Okay, fair enough. Drug reps are no longer allowed to have contact with doctors at CME events.

"Third, the sales representatives may have contacted course participants after the course was over."

This is definitely permitted now, and in fact it is precisely how companies leverage the marketing benefits of CME. The medical education companies say that they need participants' contact information to properly evaluate the quality of its courses. But you and I know the real reason they get this information--to pass it on to the sponsoring drug company, which then transmits it to their reps. The reps find out which CME activity you've taken, and can then tailor their pitch to coincide with the promotional--I mean, educational--points of the program. In marketing, this is called "synergy."

"Fourth, the provision of money by the company may have been part of a larger campaign for the drug. The physicians may have been subjected to other sources of information, such as drug advertising, on the same drug."

What? Are they saying that in 1988, drug companies were actually allowed to coordinate their CME programs with their overall promotional message? Surely, that is not permitted now.

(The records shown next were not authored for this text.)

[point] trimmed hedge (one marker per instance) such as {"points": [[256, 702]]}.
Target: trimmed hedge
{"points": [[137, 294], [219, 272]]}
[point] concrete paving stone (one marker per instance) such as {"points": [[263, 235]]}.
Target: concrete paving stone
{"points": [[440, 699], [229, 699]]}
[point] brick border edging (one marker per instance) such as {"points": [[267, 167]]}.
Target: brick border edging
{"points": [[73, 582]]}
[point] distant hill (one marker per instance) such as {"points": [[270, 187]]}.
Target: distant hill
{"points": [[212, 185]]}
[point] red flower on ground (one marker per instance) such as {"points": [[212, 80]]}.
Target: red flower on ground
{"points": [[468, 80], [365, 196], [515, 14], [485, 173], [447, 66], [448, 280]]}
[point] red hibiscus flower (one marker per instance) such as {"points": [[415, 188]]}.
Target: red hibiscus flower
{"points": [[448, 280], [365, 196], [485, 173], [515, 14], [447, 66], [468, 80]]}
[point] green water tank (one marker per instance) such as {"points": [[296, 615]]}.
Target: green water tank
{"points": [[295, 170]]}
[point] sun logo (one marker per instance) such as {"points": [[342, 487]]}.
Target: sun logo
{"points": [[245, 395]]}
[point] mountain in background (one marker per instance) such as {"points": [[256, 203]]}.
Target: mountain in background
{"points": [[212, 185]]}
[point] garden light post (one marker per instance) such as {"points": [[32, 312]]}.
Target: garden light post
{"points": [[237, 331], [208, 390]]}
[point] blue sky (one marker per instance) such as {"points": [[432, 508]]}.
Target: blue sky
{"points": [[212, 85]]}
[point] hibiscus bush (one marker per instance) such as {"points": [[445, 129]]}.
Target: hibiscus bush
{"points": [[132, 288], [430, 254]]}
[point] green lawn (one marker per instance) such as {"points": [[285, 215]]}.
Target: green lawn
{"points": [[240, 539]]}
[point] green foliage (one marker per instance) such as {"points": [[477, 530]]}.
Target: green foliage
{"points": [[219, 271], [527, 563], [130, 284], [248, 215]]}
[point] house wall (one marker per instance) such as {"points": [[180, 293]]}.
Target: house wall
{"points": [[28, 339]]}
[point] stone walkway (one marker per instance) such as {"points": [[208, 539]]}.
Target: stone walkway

"Fifth, the participants may have been generally impressed with the course, and, knowing it was partially underwritten by the company, have been favorably disposed to the company, and, as a result, to the company’s drug."

This remains one of the key marketing strategies underlying CME.

The bottom line: This study provides empirical evidence that industry-funded CME encourages doctors to prescribe the sponsor's drug, even when it has no compelling advantages over competing products.

Why Cervero and He did not incorporate this information into their conclusion is one of life's many mysteries.